Still, Ollat cautioned that this is not a simple story of warm weather meaning more wine. For a start, there is a threat to vineyards of the south due to the already high temperatures and more frequent droughts.

“But there are also more frequent spring frosts in some regions such as the Loire Valley, because the vines are ahead of schedule, and in some years, such as 2019 in the Languedoc, intense heat waves in early summer that can cause severe burns on the grapes,” she said.

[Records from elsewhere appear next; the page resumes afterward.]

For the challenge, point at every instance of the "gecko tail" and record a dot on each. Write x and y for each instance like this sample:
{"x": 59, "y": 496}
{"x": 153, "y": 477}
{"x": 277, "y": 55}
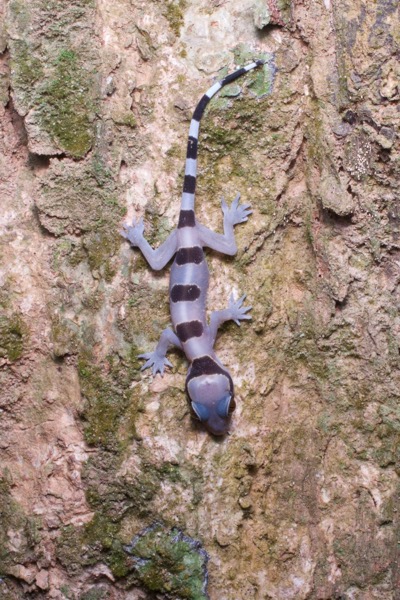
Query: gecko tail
{"x": 189, "y": 183}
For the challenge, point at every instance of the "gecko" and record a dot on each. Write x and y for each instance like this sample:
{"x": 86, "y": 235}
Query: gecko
{"x": 209, "y": 385}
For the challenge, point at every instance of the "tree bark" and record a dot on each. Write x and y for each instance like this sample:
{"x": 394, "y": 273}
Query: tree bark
{"x": 108, "y": 488}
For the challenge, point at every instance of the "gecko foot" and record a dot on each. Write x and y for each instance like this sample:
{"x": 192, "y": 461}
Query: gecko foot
{"x": 236, "y": 213}
{"x": 156, "y": 361}
{"x": 133, "y": 233}
{"x": 238, "y": 311}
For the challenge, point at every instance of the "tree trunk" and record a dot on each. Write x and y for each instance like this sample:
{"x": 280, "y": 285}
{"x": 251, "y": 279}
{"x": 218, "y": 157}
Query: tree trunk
{"x": 109, "y": 489}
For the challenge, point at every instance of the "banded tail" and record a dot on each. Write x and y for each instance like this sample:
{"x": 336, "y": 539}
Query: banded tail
{"x": 189, "y": 184}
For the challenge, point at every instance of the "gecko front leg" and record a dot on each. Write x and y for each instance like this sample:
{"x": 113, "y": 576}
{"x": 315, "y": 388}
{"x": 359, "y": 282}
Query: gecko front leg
{"x": 235, "y": 312}
{"x": 157, "y": 258}
{"x": 157, "y": 359}
{"x": 233, "y": 215}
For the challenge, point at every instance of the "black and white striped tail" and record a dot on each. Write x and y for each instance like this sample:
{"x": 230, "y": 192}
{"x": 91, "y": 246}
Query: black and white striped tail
{"x": 189, "y": 184}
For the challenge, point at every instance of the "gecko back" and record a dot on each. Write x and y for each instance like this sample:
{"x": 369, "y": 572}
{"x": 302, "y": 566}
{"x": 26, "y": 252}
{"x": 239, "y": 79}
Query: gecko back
{"x": 208, "y": 384}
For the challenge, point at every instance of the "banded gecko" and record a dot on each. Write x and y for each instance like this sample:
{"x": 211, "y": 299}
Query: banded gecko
{"x": 208, "y": 383}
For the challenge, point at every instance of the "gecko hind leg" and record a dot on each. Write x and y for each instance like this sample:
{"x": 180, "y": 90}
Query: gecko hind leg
{"x": 157, "y": 359}
{"x": 235, "y": 312}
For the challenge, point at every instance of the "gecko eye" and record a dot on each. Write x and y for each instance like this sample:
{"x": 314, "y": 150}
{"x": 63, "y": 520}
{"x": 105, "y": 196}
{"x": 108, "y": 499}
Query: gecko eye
{"x": 226, "y": 406}
{"x": 201, "y": 411}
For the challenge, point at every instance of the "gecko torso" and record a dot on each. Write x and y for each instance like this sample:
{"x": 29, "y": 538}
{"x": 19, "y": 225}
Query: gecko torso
{"x": 208, "y": 383}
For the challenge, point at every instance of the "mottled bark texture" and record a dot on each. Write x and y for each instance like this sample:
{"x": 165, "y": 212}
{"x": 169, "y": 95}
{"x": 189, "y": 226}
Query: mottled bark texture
{"x": 108, "y": 489}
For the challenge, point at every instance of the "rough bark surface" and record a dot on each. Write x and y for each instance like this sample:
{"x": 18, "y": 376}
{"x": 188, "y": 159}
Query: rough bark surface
{"x": 108, "y": 489}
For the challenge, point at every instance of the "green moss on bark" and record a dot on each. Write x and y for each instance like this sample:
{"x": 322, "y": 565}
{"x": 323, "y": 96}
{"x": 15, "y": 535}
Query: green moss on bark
{"x": 66, "y": 106}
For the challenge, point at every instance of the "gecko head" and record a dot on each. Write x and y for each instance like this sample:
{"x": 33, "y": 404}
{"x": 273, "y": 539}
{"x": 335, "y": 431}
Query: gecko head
{"x": 211, "y": 400}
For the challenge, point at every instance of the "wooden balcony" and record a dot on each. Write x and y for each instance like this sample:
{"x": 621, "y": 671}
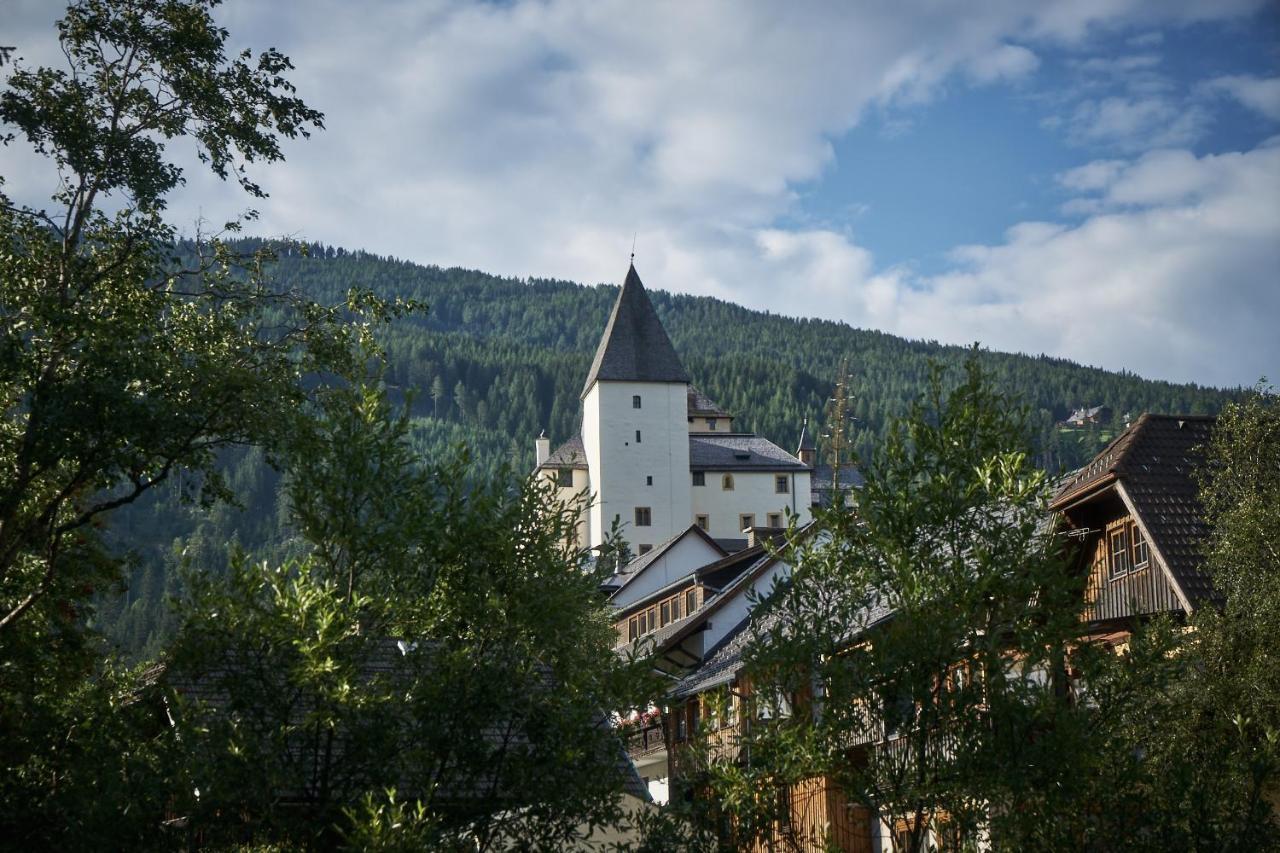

There have been reports that 2020 saw harvests a month earlier than usual, leading winemakers to worry that if trends continue eventually Spanish grapes will grow in the UK – and not grow on the French-Spanish border regions. There is even the possibility that, in time, French chateaux may have to change the grapes they use. French viniculture is not quite as conservative as people think, but it is proud of its traditions. If changes to centuries-long blends of grape varieties may become necessary that would challenge the very nature of French wine.

“These changes overturn the rules and customs in force. They raise questions about how to maintain the French viticultural model. But professionals are mobilised to deal with them,” said Ollat.

The trouble for this totemic French industry, however, is that it will have to cope with not just adverse climate trends, but social ones too.